Les Imbroglios d'Alexis Breust

De l'impro sans bugs et du code lâcher-prise.

Deep Deferred Renderer

lava's render engine (namely magma) is meant to be recent standards efficient and, secondly, innovant. For the end-user, the renderer details are completly hidden. This small article explains what's behind an experimental renderer: the deep-deferred render.

The problem with current renderers

About classic forward renderer

Nowadays, mainly in VR and mobiles, a forward renderer is used. It is the straightforward way to handle the problem: I have some geometry, I'm going to draw it on screen.

To show what's in front of everything, people uses depth maps, but everything is illuminated, even if it not shown. So that, if you want multiple lights in your scene, making complex computations for each one on each fragment, you can spend a lot of time for something that won't even be visible.

One way to go is to sort your meshes from the front-most to back-most ones.

About classic deferred renderer

On PC and modern consoles, people started to think and tried some other methods, allowing us not to sort the meshes and possibly get improved performances. The way to go is called a deferred renderer.

The idea is to store everything you use to compute the lighting in different render targets. That way you will have to do the complex computation only once per pixel at most.

On the left, all three textures used to store information about the formost fragment (normal, depth and position). On the right, the final result with multiple light sources. Source: wikimedia

The main drawback is memory. This costs a lot of memory. Current generation of GPUs seems to be ok with that, but, hey.

Translucent materials - ouch!

Translucents materials needs to be ordered, as the final color depends on what's in front.

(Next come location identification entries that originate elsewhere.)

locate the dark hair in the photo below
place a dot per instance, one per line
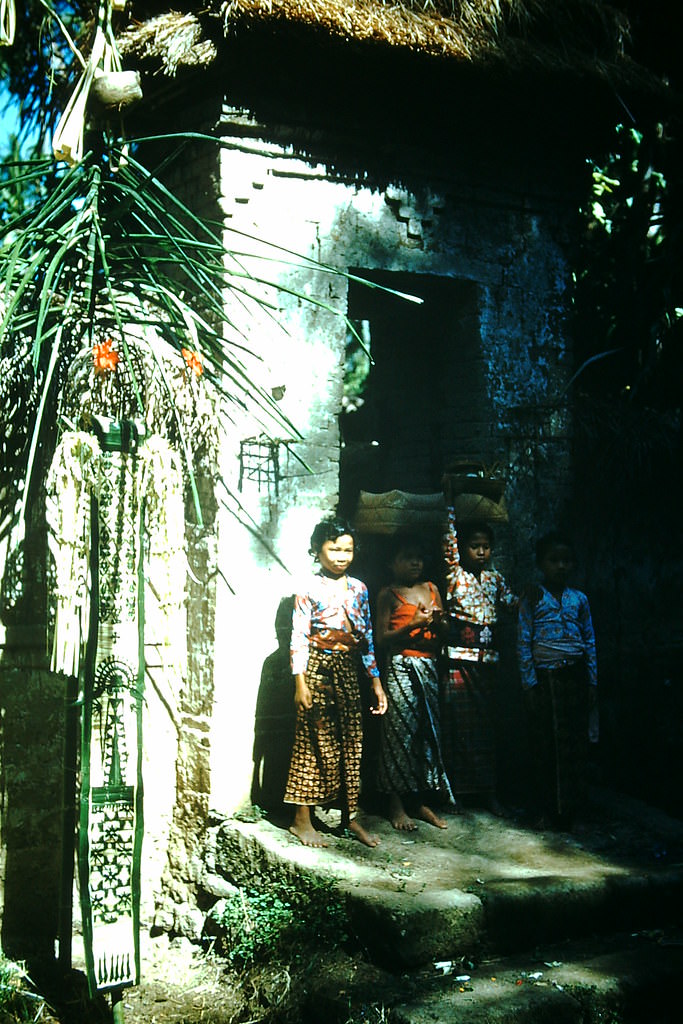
(406, 542)
(330, 529)
(554, 539)
(471, 526)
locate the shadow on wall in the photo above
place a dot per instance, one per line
(274, 718)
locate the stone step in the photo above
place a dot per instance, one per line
(485, 885)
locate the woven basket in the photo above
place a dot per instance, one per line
(398, 511)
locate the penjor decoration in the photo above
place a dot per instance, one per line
(116, 509)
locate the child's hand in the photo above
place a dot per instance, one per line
(302, 695)
(422, 615)
(380, 697)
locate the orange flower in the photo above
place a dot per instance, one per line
(104, 356)
(194, 360)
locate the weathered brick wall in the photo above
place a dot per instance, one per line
(498, 239)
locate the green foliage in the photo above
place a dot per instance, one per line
(629, 295)
(280, 923)
(17, 1003)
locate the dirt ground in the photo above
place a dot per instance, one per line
(182, 983)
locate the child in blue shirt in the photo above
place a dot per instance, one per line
(558, 668)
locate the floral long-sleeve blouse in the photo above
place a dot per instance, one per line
(325, 607)
(552, 632)
(472, 600)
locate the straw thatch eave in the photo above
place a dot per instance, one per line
(577, 39)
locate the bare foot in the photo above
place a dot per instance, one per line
(360, 834)
(402, 822)
(304, 829)
(397, 815)
(426, 814)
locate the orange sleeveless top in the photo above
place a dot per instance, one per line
(422, 641)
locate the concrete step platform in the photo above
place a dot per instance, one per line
(483, 886)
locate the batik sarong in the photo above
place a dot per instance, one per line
(559, 736)
(410, 758)
(328, 741)
(468, 727)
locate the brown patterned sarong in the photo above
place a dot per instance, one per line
(559, 734)
(328, 741)
(468, 727)
(411, 760)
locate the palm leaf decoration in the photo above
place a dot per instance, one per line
(103, 251)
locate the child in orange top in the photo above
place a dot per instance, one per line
(409, 627)
(475, 595)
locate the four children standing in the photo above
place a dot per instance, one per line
(436, 735)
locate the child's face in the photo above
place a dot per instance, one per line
(477, 551)
(336, 556)
(407, 566)
(556, 565)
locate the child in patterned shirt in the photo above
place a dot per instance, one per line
(558, 668)
(332, 640)
(475, 594)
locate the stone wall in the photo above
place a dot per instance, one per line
(478, 369)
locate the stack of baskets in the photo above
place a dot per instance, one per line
(475, 491)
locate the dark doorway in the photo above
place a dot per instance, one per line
(425, 398)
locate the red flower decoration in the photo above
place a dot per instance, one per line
(194, 360)
(104, 356)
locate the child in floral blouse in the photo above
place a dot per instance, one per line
(332, 639)
(558, 668)
(475, 594)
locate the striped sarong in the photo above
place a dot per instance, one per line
(468, 727)
(328, 741)
(559, 734)
(410, 757)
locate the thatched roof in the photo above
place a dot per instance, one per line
(571, 37)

Your brain should be able to sort out which square is in front in both cases.

For the forward renderer, one can simply sort the meshes before rendering.

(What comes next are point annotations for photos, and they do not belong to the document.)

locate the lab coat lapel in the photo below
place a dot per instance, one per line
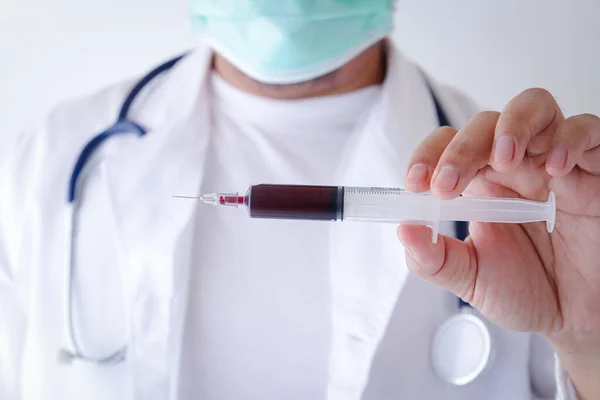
(145, 174)
(367, 268)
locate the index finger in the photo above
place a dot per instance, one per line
(528, 121)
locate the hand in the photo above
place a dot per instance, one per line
(519, 275)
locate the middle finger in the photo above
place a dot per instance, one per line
(466, 154)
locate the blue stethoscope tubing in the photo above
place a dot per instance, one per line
(122, 126)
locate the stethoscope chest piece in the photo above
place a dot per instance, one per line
(462, 349)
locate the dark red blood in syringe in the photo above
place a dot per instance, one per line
(324, 203)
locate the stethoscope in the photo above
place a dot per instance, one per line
(461, 348)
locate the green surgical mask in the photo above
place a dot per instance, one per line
(291, 41)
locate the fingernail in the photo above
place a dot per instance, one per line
(417, 173)
(558, 158)
(447, 179)
(504, 149)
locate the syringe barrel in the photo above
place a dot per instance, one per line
(388, 205)
(396, 205)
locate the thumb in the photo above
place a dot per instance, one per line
(449, 263)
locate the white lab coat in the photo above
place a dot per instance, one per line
(134, 248)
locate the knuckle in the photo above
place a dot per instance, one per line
(460, 150)
(489, 115)
(578, 125)
(537, 94)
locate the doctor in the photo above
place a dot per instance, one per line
(143, 296)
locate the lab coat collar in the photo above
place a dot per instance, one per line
(145, 174)
(365, 285)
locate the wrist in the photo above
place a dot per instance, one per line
(580, 358)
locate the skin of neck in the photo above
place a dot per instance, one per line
(366, 69)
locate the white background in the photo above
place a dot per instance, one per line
(52, 50)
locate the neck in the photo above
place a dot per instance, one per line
(367, 69)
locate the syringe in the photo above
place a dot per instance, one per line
(383, 205)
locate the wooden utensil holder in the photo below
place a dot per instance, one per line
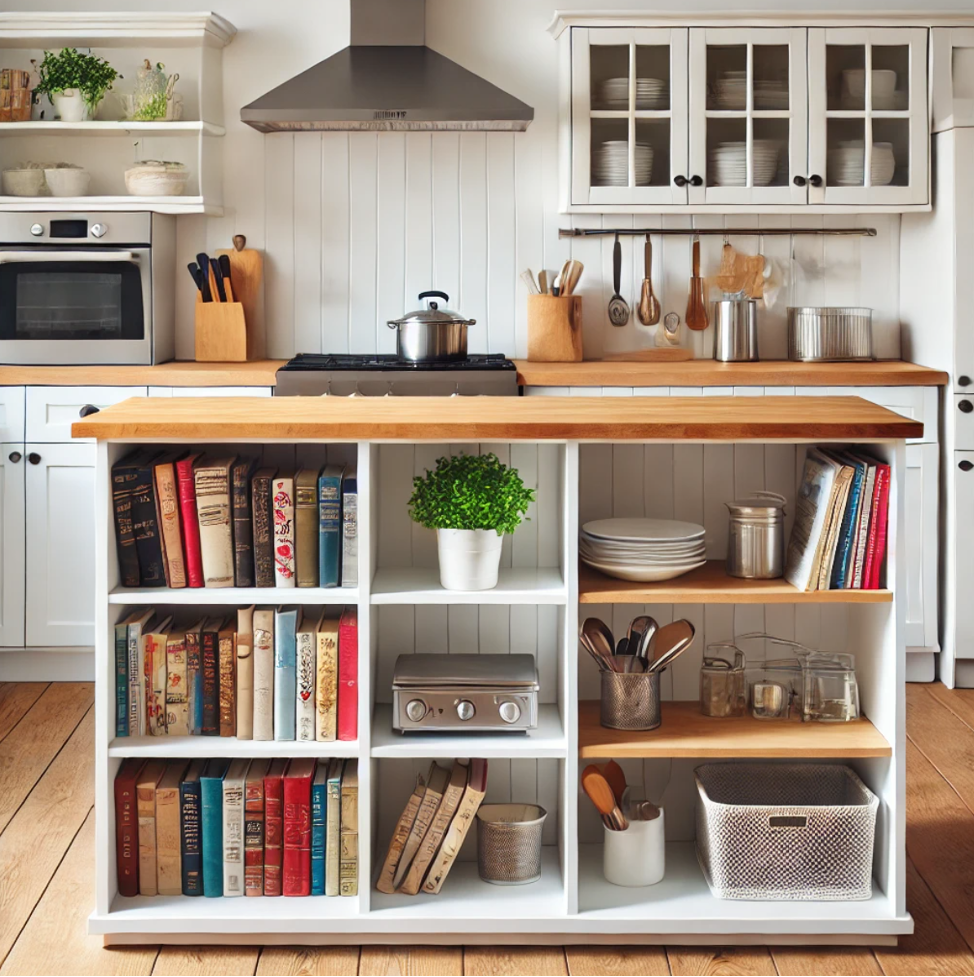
(555, 328)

For the deferred renderer, it is strictly impossible. The classic approach is to use a forward renderer in combination with a deferred one, just to handle translucent meshes independently.

BUT there is one problem with sorting meshes. It cannot render correctly is meshes intersect.

On the left, only the red plane is translucent. On the right, both. This screenshot was taken within Unity Engine.

As the blue plane has been computed to be the closest to the camera, it is rendered in front. There is no way to stop that. Or, maybe, you can cut the red plane in half, but that will add a draw call, and is surely not fun if you have a thousand of those.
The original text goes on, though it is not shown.